Алекса поднял руки над каганцом, пожал плечами.



— Если ты сейчас подумаешь, что огонь должен увеличиться, и сильно захочешь — ну, увидишь его, огонь! — то так и будет. Поверь мне, Аль-Иса!

Алекса хотел усмехнуться, но что-то встрепенулось в его душе. Казалось, Ашавазда хочет вложить в него все свои силы, свое желание.

— Думай! Смотри!

Он посмотрел на каганец. Фитиль тлел, от него шел едва уловимый запах масла, и синеватый огонек готов был вот-вот угаснуть. Алекса вдруг воочию увидел — вот сейчас огонек увеличится, фитиль сильнее потянет масло из железного блюдца, пламя обожжет его руки…

— А-а-а!

Загремел, покатился каганец. Алекса вскочил, бросился к двери, тряся обожженными руками. Он вылетел на темную террасу, тяжело затопал по мягкому песку, царапаясь о колючие ветви. Сзади трещали кусты, и, когда неожиданно остановился, тяжело дыша, на него с ходу налетела Аппак, ударилась, охнула радостно:

— Ты живой!

— Мертвый не побежал бы, — перевел он дыхание.

— Ой, я чуть не умерла, когда полыхнуло! — радостно сказала она. — Он злой демон. Когда он смотрел на тебя, я сама видела, как изо рта у него выглядывали клыки!

— Никаких клыков не было! — засмеялся Алекса. — Лучше идем домой. Не хочу больше никаких чудес. Все это от нечистого.

Поднял голову и с удивлением увидел, что небо над ними звездное. Видимо, это ветер, который внезапно поднялся, разогнал тучи. И хорошо, что разогнал…

Разбудил их голоса Спитагда:

— Беда подступает к нам, беда! Черная вода под вашим домом, посмотрите — она уже под порогом!

Алекса вскочил испуганно. Спал неспокойно. Просыпался в бреду. А согнутый, скрюченный сумасшедший входил в дом, голося свое, как всегда.

Оказалось — умерла жена Ашавазды Аната.

Пришли старая обмывальщица и двое ее сыновей, которые жили неподалеку. Они и понесли женщину на площадку башни, а сзади понуро плелись старенькие женщины, пели: хвала великому богу Ахурамазду, который заберет к себе человеческую душу. Ашавазда шел за носилками пьяный и, назло старшим, которые взглядами проводили процессию, веселый. Проходя мимо Алексы, подмигнул ему, а старый Нармурад только плюнул и пошел себе в дом.
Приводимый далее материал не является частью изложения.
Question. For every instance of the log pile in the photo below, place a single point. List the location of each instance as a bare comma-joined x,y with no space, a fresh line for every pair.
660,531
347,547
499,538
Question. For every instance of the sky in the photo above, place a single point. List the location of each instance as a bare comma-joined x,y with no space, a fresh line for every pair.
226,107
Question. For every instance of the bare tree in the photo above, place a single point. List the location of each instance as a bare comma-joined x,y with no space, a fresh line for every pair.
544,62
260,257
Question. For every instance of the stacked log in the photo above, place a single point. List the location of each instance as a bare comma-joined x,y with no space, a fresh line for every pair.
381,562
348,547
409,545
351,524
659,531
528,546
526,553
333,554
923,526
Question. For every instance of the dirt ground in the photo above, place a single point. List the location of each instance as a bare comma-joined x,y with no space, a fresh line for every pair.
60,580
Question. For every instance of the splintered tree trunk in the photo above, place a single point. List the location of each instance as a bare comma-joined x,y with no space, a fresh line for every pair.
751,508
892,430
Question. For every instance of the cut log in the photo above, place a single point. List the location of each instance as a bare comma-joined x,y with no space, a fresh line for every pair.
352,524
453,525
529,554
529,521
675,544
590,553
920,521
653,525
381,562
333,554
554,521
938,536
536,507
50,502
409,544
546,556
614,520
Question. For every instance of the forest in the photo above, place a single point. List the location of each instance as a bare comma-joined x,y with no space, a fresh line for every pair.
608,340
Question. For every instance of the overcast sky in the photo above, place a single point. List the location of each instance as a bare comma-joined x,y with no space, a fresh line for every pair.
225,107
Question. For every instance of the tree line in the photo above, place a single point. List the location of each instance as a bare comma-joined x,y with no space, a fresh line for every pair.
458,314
И все же Алекса надел синюю кабу[89], будто и правда умерла родственница, и целый день видел, как неприметно, по одному, собиралось над каменной башней воронье и медленно приплывали огромные грифы. Значит, демон Насуш вошел уже в тело покойницы, оно было нечистым и собирало других демонов. Алекса думал о чуде с огнем. Мысли плыли неуверенно. Может, показалось вчерашнее? Может, вошли в него чары? Страшно!

Однако ночью, когда уснули Аппак и Нармурад, он плотно завесил тканым ковриком дверь мехмонханы[90], зажег каганец, окружил его руками так, чтобы было тепло ладоням. Снова, как вчера, представил себе, как разгорается слабый огонек, как вспыхивает в комнате свет… Представлял до напряжения, до пота на лбу. Но ничего не происходило: все так же спокойно тянулся вверх желтый язычок огня, слегка потрескивал фитиль.
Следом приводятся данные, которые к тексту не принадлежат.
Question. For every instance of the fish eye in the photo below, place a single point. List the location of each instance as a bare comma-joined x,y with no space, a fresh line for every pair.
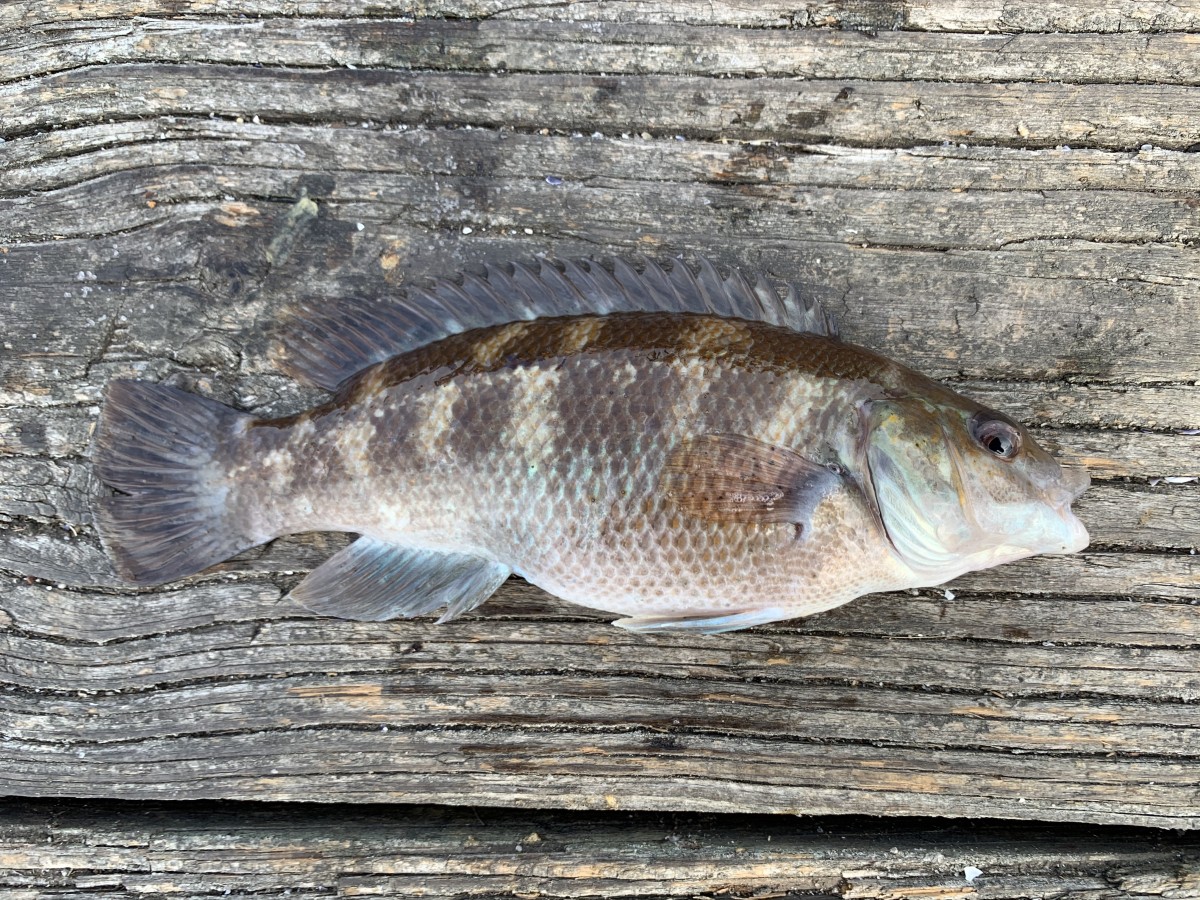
997,437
Он опустил руки. Значит, все выдумка. Ашавазда посмеялся над ним. Может, он и правда не человек? Может, сам Ангра-Майнью[91] смотрел вчера на Алексу и насмехался, а потом подул на каганец, и пламя обожгло ладони?!

87

Утарид — планета Меркурий.

88

Хашвит — буквально: человек, склонный к пустой говорильне (иран.).

89

Каба — халат. Синий цвет — на Востоке символ печали.

90

Мехмонхана — комната для гостей.

91

Ангра-Майнью — одно из имен демона зла.